Milletlerarası Nakliyecilik ve Lojistik Hizmet Üretenleri Derneği’nin (UTİKAD) 38. Olağan Genel Konseyi geçen hafta yapıldı. Yeni liderin seçildiği konseyde UTİKAD tarihinde birinci defa iki başka liste yarıştı. Dr. Kayıhan Özdemir Turan önderliğindeki ‘Geçmişten Geleceğe’ kümesi ve Ayşem Ulusoy liderliğindeki ‘Önce UTİKAD’ takımı seçimlere aday olmuştu. Ayşem Ulusoy, 168 oy alarak seçimi kazandı. Dr. Kayıhan Özdemir Turan ve grubuna ise seçimlerden 145 oy çıktı. Yaklaşık 19 yıldır UTİKAD’da çeşitli vazifelerde hizmet veren Ulusoy, yeni vazifesi daha sonrası birinci röportajını DÜNYA ile gerçekleştirdi.

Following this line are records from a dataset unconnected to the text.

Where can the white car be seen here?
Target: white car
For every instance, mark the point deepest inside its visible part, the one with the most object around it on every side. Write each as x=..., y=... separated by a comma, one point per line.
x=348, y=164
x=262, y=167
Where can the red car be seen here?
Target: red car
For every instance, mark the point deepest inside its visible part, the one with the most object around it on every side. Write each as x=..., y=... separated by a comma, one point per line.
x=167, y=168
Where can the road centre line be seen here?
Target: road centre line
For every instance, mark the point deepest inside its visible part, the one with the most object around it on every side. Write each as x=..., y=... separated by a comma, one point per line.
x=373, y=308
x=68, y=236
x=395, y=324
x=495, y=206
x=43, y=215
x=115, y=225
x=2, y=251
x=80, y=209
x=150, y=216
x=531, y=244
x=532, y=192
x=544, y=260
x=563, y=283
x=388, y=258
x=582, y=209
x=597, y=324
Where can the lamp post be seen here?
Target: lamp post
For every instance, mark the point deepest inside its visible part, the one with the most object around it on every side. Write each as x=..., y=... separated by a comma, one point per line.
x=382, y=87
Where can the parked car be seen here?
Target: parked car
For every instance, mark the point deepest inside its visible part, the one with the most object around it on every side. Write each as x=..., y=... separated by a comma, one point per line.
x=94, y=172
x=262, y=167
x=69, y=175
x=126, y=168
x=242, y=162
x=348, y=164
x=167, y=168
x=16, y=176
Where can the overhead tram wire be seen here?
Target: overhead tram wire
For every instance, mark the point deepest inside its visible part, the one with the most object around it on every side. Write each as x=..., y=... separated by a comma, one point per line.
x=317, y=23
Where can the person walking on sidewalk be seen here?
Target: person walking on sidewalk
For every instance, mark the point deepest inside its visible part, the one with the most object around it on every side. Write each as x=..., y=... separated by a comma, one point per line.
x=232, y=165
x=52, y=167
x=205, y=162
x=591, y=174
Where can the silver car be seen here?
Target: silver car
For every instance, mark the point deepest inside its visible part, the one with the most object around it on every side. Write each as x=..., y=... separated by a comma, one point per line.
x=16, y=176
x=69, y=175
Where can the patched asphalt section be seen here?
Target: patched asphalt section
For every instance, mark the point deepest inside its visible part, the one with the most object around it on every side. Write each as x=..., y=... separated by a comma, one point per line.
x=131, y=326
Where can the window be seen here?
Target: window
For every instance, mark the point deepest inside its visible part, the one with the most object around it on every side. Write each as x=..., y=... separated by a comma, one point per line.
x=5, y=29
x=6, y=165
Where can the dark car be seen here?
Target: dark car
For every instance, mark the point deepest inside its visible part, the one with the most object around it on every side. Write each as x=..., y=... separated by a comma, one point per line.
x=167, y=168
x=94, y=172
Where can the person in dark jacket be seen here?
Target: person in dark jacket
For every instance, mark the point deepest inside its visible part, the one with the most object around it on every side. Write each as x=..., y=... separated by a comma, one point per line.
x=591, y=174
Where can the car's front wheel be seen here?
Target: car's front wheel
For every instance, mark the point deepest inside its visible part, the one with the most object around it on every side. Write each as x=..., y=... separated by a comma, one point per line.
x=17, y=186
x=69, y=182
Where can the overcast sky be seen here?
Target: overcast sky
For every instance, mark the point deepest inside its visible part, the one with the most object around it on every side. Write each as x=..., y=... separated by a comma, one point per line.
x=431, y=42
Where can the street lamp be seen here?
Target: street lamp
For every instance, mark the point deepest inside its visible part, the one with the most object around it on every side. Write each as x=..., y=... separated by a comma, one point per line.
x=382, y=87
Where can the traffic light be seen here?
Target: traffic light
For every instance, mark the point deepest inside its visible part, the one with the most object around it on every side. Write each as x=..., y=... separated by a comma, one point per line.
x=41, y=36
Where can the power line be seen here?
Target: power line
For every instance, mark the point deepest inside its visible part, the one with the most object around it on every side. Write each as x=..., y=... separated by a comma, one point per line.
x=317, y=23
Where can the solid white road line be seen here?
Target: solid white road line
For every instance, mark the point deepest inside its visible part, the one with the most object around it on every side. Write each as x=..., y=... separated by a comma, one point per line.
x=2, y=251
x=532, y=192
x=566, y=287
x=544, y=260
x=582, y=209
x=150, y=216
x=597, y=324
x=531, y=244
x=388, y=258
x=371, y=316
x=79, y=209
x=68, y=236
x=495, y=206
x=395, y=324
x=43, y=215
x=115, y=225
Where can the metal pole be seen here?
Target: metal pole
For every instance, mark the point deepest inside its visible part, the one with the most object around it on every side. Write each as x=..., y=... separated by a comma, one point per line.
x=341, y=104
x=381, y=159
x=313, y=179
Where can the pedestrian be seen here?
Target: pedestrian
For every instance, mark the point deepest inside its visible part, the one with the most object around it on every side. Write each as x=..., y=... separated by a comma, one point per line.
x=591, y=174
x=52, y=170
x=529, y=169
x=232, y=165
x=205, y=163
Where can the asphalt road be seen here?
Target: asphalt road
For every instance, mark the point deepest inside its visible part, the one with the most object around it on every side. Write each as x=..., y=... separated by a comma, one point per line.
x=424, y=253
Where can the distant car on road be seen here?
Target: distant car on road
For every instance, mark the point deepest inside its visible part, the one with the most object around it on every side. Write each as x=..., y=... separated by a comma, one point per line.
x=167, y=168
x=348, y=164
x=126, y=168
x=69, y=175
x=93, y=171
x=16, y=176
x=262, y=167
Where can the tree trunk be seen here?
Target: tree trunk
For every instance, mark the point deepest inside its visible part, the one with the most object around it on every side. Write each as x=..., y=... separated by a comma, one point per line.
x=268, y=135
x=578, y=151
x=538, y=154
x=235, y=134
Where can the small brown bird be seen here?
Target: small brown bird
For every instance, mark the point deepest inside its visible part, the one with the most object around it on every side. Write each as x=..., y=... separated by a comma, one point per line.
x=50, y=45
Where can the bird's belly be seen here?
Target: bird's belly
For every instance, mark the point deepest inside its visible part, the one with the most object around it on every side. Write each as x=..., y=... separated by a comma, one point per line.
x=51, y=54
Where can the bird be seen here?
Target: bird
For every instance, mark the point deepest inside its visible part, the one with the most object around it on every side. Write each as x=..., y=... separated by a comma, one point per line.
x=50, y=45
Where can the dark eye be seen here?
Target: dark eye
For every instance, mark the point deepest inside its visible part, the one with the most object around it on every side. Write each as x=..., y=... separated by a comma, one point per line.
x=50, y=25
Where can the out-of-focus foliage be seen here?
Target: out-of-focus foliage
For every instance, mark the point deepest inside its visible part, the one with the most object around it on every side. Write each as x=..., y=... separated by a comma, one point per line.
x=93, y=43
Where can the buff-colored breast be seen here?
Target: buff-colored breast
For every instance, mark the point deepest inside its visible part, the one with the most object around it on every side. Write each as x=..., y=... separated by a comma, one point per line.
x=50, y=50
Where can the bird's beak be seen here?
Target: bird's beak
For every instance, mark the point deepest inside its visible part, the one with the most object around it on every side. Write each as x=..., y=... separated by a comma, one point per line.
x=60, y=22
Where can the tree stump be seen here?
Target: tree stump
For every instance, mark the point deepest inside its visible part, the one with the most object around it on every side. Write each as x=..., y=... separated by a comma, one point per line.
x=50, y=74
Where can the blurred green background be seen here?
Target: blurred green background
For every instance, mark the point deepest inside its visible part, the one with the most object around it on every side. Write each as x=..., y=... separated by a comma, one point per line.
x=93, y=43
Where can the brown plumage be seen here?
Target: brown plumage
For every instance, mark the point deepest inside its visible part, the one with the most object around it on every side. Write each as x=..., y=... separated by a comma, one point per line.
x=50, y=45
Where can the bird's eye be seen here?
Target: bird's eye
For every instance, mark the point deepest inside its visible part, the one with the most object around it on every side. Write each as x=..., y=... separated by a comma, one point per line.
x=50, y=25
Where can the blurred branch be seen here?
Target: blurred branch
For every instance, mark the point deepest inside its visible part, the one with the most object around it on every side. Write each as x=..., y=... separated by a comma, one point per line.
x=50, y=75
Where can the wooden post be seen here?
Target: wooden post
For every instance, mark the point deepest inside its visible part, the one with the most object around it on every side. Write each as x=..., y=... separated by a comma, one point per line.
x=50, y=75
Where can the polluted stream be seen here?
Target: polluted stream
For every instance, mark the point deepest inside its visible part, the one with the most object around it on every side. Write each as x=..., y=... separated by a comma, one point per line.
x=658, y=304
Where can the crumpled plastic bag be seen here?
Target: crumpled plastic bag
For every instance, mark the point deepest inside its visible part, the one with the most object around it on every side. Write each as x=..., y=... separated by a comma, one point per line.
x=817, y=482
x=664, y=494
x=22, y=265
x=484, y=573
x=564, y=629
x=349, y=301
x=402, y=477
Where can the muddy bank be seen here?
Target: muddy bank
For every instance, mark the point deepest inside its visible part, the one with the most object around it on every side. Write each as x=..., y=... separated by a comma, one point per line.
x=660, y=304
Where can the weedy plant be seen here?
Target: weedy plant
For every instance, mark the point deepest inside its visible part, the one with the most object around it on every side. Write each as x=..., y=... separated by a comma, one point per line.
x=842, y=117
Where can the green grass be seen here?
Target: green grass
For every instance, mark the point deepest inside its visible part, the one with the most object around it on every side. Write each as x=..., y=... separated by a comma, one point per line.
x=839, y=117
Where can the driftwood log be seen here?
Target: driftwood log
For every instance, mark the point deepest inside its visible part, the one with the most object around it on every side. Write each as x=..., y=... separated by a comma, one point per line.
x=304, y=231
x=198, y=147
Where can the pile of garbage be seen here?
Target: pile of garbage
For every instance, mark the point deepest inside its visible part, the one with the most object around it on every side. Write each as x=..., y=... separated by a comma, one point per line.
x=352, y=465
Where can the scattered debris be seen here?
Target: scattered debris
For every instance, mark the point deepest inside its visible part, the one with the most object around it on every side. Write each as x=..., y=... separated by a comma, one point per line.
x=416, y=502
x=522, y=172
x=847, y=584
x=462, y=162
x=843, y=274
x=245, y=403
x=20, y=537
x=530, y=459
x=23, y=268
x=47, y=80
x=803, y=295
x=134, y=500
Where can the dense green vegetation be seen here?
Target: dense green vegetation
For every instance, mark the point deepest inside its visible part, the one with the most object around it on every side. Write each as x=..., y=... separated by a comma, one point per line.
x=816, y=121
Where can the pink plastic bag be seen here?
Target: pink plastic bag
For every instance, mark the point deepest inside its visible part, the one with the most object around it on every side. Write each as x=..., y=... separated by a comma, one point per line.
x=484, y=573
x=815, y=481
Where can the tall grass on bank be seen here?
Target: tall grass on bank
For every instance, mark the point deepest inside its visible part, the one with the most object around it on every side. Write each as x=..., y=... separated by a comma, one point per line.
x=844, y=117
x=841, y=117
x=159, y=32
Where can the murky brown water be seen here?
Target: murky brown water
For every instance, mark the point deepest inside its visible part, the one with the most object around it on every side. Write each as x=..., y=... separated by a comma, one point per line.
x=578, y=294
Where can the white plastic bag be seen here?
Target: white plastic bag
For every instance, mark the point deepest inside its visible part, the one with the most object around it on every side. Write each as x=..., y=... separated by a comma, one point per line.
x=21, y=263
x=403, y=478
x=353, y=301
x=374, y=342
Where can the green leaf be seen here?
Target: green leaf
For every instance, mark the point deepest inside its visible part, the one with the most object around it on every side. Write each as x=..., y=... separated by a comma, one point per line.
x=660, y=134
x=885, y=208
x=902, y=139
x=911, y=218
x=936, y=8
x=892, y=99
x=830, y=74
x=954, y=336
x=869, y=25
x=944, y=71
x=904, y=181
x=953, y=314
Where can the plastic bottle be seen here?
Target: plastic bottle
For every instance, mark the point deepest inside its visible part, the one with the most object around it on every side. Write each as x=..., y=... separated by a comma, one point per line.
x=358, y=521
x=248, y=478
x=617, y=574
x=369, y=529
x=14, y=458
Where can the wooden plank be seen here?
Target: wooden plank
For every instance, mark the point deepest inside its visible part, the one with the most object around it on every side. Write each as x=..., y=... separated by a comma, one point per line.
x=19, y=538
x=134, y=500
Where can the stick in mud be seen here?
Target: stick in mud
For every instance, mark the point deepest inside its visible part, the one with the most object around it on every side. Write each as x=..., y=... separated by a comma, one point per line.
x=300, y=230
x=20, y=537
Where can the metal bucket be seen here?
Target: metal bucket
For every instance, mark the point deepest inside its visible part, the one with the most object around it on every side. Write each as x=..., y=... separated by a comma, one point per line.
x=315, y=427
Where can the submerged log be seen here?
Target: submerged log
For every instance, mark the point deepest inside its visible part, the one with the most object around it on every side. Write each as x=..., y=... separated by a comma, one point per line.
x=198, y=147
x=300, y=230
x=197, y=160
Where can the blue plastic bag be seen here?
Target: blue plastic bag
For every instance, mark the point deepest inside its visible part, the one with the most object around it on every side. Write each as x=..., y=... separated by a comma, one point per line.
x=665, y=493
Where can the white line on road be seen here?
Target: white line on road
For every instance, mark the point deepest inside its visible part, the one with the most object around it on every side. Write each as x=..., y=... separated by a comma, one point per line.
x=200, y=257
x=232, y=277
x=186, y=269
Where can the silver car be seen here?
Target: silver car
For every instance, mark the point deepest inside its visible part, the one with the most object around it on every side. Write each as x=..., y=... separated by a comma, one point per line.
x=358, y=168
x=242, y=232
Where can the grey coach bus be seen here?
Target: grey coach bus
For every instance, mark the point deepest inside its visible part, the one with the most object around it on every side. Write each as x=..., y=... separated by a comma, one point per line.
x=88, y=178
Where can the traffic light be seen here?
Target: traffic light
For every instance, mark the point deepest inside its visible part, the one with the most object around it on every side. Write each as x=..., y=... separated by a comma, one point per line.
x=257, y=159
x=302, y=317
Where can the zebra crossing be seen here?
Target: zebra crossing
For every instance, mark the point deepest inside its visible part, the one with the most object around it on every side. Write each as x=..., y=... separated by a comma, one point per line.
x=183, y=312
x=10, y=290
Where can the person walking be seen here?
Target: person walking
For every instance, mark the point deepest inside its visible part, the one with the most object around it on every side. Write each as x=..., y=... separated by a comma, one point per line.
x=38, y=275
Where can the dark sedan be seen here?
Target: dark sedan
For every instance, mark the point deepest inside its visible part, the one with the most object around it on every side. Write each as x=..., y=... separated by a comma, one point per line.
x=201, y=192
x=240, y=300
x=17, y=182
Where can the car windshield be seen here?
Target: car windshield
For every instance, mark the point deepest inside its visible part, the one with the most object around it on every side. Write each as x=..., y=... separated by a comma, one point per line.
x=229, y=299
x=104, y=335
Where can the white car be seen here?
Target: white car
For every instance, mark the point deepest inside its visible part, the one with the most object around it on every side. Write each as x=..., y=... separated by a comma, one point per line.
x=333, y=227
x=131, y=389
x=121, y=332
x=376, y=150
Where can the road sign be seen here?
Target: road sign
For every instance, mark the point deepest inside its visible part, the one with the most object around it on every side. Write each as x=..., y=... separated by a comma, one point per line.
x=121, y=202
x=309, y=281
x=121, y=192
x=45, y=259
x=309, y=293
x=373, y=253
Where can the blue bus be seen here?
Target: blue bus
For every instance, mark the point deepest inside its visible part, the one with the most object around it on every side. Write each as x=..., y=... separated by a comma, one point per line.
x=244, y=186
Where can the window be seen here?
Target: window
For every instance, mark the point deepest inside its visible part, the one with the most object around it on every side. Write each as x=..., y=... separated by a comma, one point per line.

Türk lojistik dalına yabancı ilgisinin arttığını açıklayan Ayşem Ulusoy, pandemi sürecinde, Çin’den gereğince hizmet ve tedarik sağlayamayan global şirketlerden kimilerinin satın alma operasyonlarını Türkiye’ye yönlendirmesinin süreksiz bir durum olmadığını, Türkiye’ye yönelen satın alma eğilimlerinin 2021 daha sonrasında da artarak devam etmesini beklediklerini söylemiş oldu. Bu eğilimin Türk lojistik sektörünüm süratli büyümesini desteklediğini belirten Ulusoy, “Pandemi periyodunda çevik ve süratli reaksiyonlar veren, tedbirler alan Türk lojistik dalı ve meslektaşlarımız global etkenler dışında lojistik akışların aksamasına müsaade vermedi. Bu da kesimimize yurt dışı yatırımcının ilgisini arttırdı. Türkiye’den şirket satın alarak piyasaya girmeye hazırlanan yabancı oyuncular olduğu üzere kendi yapılarını oluşturmaya hazırlanan şirketler de olduğunu biliyoruz” açıklamasını yaptı.UTİKAD’ın yeni idaresinde gündem pek ağır. Bir yandan artan ihracat karşısında lojistikte yaşanan şimdiki sıkıntılara tahlil arayan UTİKAD grubu, öbür yandan dijitalleşme ve yeşil lojistik üzere dalın geleceğini şekillendirecek mevzulara odaklandı.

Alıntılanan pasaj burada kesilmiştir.